Was sagt ein Energieausweis aus?

Seit 2008 ist der Begriff Energieausweis immer weiter verbreitet. Vor allem in Immobilienangeboten wird auf das Dokument hingewiesen. Was ein Energieausweis jedoch ist und was er aussagt, ist vielen Menschen nicht bekannt. In unserem nachfolgenden Ratgeber möchten wir näher auf das Thema Energieausweis eingehen und erklären unter anderem, wann und für wen dieser Pflicht ist.

Was ist ein Energieausweis?

Zwar ist immer die Rede von einem Energieausweis, doch wird zwischen zwei verschiedenen Varianten unterschieden:

  • Verbrauchsausweis
  • Bedarfsausweis

Für den Verbrauchsausweis werden die Verbrauchswerte der Bewohner für Warmwasser und Heizung der vergangenen drei Jahre zugrunde gelegt. Da der Verbrauch vom jeweiligen Nutzungsverhalten abhängig ist, sind die Werte wenig aussagekräftig und können bei sparsamen oder verschwenderischen Bewohnern verfälscht werden. Genauer hingegen sind die Werte des Bedarfsausweises, für den nicht die Verbrauchswerte, sondern die Gebäudedaten geprüft werden. In die Bewertung fließt unter anderem der Zustand der Fenster, Außenwände und des Daches ein. Zusätzlich wird der technische Stand der Haustechnik genauer unter die Lupe genommen. Unabhängig von den Verbrauchswerten der Bewohner wird so die Energieeffizienz eines Gebäudes ermittelt. Anhand der Farbskala und der angegebenen Energieeffizienzklasse können die zukünftigen Mieter oder Eigentümer den Energiebedarf der Immobilie einschätzen. Sowohl der Verbrauchs- als auch der Bedarfsausweis ist nach der Ausstellung zehn Jahre gültig.

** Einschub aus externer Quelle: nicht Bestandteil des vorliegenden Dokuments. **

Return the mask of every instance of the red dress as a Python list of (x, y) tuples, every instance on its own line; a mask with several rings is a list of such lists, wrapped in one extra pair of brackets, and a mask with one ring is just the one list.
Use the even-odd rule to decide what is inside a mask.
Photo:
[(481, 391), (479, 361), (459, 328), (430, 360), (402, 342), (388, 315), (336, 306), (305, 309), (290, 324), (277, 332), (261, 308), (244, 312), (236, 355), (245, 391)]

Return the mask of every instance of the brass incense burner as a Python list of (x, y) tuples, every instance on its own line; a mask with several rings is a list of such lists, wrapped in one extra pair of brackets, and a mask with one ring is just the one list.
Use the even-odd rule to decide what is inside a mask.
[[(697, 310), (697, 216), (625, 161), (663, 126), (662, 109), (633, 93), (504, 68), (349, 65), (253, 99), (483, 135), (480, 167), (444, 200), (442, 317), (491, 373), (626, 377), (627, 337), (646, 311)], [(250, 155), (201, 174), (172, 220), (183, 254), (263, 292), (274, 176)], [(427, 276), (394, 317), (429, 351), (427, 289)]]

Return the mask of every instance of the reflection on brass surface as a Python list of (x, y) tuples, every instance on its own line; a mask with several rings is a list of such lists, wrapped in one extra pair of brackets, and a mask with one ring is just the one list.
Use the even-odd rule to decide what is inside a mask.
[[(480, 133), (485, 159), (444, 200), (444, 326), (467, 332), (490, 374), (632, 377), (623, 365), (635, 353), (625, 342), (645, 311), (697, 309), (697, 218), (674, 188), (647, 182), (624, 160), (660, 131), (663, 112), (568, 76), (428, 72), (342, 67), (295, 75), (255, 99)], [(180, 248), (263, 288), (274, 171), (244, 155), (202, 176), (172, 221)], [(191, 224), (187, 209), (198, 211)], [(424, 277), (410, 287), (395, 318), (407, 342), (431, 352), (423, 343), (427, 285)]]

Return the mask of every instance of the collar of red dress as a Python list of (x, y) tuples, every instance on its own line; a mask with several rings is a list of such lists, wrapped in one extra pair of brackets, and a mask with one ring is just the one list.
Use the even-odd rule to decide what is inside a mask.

Das sagt ein Energieausweis aus

Beim Kauf einer Waschmaschine oder eines Kühlschranks achten die meisten Verbraucher nicht nur auf die technischen Daten, sondern auch die Energieeffizienz. Immerhin möchte man keinen Stromfresser kaufen, der die Stromkosten unnötig in die Höhe treibt. Die gleiche Möglichkeit haben Sie inzwischen auch beim Kauf oder der Anmietung einer Immobilie. Anhand des Energieausweises erkennen Sie auf einen Blick, wie hoch der Energiebedarf der neuen Traumwohnung oder des Traumhauses ist. Zudem lässt sich daran erkennen, ob die Immobilie energetische Mängel aufweist und Sanierungsmaßnahmen notwendig sind. Eine genaue Einschätzung der Energiekosten kann jedoch auch mit dem Energieausweis nicht vorgenommen werden, da diese von weiteren Faktoren, wie zum Beispiel dem persönlichen Nutzungsverhalten, abhängig sind.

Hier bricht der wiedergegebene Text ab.